Data collection and outcomes
We emailed all eligible participants an electronic survey designed using Qualtrics (Qualtrics Inc., Seattle, Washington) during a 4-week enrollment period. We sent reminders to non-respondents. We did not maintain individually identifying information and we did not solicit demographic information beyond the statuses described below to protect participant anonymity. A copy of the survey used can be found under Extended data 20 .
We examined all survey data using three participant outcomes: (1) first-generation American status, (2) first-generation college status, and (3) first-generation graduate school status.
First-generation American status
“First generation” is sometimes defined by citizenship. For this study, we examined belongingness among participants who were in the first generation of their families to be born in the U.S. We asked students, “Are you a first-generation-born American or immigrant to the U.S.?” We categorized participants as either “Yes, first generation born in the U.S.”, “Yes, immigrant to the U.S.”, or “No”. We did not analyze data for immigrants to the U.S for this outcome because they did not meet our definition of first-generation American-born. This left two variables: “first-generation American” and “non-first-generation American.”
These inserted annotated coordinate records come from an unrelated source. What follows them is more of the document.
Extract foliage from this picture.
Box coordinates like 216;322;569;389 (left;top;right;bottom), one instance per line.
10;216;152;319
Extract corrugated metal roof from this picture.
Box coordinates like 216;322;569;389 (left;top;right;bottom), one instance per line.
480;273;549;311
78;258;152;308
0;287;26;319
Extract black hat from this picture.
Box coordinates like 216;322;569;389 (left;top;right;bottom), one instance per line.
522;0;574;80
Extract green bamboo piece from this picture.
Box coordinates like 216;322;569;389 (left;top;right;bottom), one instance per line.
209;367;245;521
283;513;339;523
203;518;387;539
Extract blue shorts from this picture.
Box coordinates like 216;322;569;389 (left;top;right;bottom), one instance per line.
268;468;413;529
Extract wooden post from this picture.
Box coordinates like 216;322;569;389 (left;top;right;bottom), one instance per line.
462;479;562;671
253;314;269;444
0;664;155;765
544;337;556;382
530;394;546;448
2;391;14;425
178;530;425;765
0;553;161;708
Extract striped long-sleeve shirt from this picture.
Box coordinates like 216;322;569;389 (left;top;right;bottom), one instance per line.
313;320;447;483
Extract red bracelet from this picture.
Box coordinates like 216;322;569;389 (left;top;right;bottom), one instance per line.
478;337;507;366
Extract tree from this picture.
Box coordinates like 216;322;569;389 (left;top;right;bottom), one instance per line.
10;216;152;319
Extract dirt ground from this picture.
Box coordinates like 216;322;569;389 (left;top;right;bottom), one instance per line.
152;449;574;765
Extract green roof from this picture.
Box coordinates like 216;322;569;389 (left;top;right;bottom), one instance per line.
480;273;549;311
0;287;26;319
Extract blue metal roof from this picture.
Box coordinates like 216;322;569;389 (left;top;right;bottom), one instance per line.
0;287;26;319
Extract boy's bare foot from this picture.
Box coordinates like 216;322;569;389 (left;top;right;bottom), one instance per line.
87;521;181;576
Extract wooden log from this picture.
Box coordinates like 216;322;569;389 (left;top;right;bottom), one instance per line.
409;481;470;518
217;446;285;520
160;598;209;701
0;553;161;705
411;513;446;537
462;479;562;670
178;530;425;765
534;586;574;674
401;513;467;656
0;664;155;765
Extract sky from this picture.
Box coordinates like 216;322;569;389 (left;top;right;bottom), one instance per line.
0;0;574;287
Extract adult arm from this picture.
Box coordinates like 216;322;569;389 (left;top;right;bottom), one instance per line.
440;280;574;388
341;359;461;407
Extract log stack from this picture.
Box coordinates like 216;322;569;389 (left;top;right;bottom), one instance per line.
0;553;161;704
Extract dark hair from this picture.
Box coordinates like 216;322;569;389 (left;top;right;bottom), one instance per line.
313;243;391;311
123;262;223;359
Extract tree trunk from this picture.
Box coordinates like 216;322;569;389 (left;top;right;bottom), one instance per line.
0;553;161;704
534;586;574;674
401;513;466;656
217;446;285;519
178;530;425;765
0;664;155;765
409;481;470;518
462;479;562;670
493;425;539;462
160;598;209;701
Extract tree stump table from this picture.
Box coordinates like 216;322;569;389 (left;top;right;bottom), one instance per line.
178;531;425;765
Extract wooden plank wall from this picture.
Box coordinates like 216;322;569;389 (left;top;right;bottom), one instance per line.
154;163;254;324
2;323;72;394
First-generation College status
“First-generation” is sometimes based on whether a student’s parents attended college, so we examined belongingness among participants who were in the first generation of their families to attend college. We asked students to report the highest level of education attempted by any parent. We categorized participants as either “no college” if their parents did not pursue a college degree or “college” if at least one parent completed a college course of any kind anywhere in the world. We considered participants in the “no college” cohort to be “first-generation college students.”
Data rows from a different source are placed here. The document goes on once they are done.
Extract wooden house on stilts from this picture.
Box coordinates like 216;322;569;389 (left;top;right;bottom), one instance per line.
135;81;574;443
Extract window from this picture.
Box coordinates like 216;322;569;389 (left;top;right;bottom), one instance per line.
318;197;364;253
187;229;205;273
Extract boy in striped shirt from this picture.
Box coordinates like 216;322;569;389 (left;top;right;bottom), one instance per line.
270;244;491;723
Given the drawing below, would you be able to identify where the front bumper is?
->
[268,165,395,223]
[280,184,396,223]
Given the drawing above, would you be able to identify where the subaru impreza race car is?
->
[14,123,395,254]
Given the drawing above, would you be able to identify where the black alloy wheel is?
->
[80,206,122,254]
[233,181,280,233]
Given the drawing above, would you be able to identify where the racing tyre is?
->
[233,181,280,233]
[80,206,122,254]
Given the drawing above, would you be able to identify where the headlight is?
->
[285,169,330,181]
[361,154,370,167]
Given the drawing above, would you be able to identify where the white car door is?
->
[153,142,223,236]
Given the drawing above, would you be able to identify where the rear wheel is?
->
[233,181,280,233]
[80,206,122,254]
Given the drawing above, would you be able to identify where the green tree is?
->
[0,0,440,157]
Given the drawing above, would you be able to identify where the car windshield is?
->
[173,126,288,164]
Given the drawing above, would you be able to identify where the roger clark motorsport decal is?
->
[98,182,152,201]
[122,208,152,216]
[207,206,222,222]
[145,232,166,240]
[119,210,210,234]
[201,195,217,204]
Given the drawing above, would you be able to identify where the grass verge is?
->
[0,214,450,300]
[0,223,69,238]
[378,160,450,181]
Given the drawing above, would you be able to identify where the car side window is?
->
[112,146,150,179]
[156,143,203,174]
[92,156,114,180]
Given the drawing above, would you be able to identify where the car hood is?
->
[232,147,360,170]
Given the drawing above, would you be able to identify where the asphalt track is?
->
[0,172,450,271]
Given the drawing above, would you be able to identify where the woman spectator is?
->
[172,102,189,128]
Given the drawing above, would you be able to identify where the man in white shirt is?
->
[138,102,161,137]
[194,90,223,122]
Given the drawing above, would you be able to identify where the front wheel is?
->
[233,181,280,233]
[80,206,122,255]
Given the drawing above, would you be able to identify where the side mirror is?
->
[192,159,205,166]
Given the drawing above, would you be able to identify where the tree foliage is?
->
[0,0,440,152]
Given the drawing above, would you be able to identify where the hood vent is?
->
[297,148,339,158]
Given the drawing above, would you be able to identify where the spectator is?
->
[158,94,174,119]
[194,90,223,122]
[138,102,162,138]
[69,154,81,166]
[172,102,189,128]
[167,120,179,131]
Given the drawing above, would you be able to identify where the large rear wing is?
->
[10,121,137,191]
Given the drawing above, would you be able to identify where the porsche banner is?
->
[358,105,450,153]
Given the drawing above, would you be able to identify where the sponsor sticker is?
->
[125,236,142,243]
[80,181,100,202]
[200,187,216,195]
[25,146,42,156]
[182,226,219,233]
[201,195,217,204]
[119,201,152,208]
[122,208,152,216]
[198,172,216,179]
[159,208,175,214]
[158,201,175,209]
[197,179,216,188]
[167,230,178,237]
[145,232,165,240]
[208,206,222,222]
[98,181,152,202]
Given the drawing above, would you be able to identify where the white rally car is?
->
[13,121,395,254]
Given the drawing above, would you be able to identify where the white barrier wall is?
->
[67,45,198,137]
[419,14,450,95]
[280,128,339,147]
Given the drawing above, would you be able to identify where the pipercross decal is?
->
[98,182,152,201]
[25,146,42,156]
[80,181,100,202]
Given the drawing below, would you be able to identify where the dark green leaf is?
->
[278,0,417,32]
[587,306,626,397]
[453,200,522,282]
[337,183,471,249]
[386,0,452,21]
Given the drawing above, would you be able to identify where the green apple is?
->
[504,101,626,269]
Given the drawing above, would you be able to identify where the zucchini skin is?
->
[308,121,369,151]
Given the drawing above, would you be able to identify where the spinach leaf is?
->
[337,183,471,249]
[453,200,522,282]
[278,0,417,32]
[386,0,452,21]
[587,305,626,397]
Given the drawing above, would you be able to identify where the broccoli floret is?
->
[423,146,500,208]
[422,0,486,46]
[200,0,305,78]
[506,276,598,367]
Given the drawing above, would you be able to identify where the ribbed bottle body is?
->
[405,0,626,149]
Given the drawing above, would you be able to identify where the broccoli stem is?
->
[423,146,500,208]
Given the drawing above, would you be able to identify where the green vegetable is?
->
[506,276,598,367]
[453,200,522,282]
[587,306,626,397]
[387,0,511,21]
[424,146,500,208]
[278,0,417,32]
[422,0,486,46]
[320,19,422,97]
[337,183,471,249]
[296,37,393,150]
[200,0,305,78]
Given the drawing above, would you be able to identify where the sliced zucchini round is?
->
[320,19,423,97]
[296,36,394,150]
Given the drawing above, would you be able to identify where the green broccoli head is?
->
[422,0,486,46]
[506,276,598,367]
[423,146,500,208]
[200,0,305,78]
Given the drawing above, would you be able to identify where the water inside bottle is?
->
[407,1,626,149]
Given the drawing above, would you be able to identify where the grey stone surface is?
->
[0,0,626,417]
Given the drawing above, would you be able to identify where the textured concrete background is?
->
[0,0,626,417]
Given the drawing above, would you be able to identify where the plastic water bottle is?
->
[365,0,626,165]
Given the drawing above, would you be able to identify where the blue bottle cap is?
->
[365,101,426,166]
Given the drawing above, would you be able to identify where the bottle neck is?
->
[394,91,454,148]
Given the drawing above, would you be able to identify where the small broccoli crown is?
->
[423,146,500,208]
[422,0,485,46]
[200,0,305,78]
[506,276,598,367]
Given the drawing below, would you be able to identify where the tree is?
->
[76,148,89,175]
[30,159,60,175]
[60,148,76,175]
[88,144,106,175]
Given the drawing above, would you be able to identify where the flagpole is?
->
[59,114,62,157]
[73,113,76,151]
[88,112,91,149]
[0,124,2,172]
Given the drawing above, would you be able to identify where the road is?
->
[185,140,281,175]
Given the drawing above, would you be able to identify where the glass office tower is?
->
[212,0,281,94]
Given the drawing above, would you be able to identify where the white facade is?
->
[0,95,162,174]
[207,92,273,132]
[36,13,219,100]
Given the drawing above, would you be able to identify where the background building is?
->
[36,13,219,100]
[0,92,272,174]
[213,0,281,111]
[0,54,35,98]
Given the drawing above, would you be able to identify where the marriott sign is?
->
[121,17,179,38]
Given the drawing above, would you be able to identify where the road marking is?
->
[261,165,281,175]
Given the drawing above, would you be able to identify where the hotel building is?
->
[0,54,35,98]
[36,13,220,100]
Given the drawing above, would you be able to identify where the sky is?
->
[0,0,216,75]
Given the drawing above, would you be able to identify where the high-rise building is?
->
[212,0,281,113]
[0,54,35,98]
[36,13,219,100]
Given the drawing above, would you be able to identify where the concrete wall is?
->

First-generation Graduate school status
Similarly, we examined belongingness based on a parent’s pursuit of a graduate degree. This is especially relevant in the context of medical school and belongingness as many students are the children of physicians, and those students are thought to have greater advantages in medical school because of their familiarity with the profession. Thus, we categorized participants as either “no graduate school” if their parents did not pursue graduate studies or “graduate school” if at least one parent completed a graduate course of any kind anywhere in the world. We considered participants in the “no graduate school” cohort to be “first-generation graduate school students.”
Analysis
For each of the three composite groups, we added corresponding item scores (Social [Q1-7], Academic [Q8-11], and Institutional [Q12-16]) into a single score for each individual participant. We then assessed the sums for differences between groups using a Mann-Whitney U-test. We did not use an item more than once in a composite group.
Results
Of the 405 eligible participants, 82 (20.2%) completed the survey. Of these, 39% (32/82) identified as “first-generation American students,” 23.1% (19/82) identified as “first-generation college students,” and 41.4% (34/82) identified as “first-generation graduate school students.”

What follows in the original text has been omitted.